You can extend their useful lives by cleaning them and replacing followers and magazine springs, but at some point, they’ll give up the ghost.
Instead of throwing those bad semi-automatic handgun or rifle magazines away, though, running them over with the truck or even blasting the crap out of them at the range, here’s another idea, one that might even have you turning good, functional magazines into the bane of most magazine shoppers.
Remember how to get to Carnegie Hall: practice, practice, practice. The same goes for getting good with your guns. And practice is especially important if your job involves carrying a firearm or if you take your own self-defense to heart.
Besides improving your marksmanship, some of us take it a step further by practicing firearm manipulation, mag changes and reloading with our off hand, one-hand drills and/or failure drills. We’ll even put dummy rounds in the mix and practice clearing the round.
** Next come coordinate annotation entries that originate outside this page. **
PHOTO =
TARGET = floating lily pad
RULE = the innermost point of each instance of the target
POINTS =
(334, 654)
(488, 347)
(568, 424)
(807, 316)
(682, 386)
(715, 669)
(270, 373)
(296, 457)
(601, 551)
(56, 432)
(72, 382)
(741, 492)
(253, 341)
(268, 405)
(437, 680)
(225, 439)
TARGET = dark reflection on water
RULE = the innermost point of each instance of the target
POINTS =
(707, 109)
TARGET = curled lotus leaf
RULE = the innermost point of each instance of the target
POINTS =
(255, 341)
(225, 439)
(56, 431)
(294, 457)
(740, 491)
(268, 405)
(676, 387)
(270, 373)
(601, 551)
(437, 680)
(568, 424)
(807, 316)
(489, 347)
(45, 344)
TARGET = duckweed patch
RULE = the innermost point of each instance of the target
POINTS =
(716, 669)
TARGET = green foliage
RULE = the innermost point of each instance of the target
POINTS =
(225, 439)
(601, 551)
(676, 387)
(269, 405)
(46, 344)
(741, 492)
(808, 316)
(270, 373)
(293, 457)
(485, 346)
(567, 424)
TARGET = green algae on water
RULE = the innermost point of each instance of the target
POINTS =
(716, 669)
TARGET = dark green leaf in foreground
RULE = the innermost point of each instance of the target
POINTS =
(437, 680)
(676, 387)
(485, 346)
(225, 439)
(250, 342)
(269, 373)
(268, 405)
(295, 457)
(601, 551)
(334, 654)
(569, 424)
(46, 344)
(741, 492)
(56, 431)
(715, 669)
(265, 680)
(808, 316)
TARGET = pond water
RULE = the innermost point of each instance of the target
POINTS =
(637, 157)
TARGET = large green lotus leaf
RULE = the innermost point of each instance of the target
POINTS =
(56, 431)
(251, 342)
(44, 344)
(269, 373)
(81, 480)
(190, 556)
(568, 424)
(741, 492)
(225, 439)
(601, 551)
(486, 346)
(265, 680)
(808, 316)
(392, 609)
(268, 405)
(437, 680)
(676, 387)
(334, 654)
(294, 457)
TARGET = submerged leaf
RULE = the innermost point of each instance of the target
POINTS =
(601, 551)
But if we go to the range alone, we’ll probably know how many rounds won’t fire. The drills can become somewhat predictable. So why not deploy that bad mag? You know the one. The one that jams every so often. The one that fails to pop up the next round of ammo leaving the chamber empty or the one that refuses the cleanly deliver a round leaving the pistol out of battery.
This isn’t a problem, it’s an opportunity!
I started collecting these magazines. Some were purchased on the cheap because I don’t like dumping my good factory mags if I don’t have to. Most were gifted to me by some very disgruntled shooters. And they’ve been invaluable as a training aid. Especially since you can let the trainee load the magazine and they’re none the wiser to what lesson they will soon face.
In my law enforcement career, I was the lead instructor for over seven years. I had an AR magazine that would jam every single round that went through it. Every officer who crossed its path the first time ended up doing the same thing. They would fool with it until it was empty, wasting valuable time.
The next officer in line who witnessed the malfunctions would then do exactly the same thing. Only one person ever threw it down after three attempts and inserted a new magazine into the rifle. Funny thing happened after that…the next officers up, after seeing that, then started discarding the bad magazine after a few attempts and loading a functional one.
Equipment failures happen. They are a fact of life when you’re a gun owner. They also seem to follow Murphy’s Law as they tend to happen at the most inopportune times. But the last thing you would want is to be taken completely by surprise and be woefully unprepared in a time of crisis.
That bad magazine can be more valuable than a good one when used in training. Who knows, the time spent with a bad magazine might even save your life one day. Doesn’t it deserve a little love?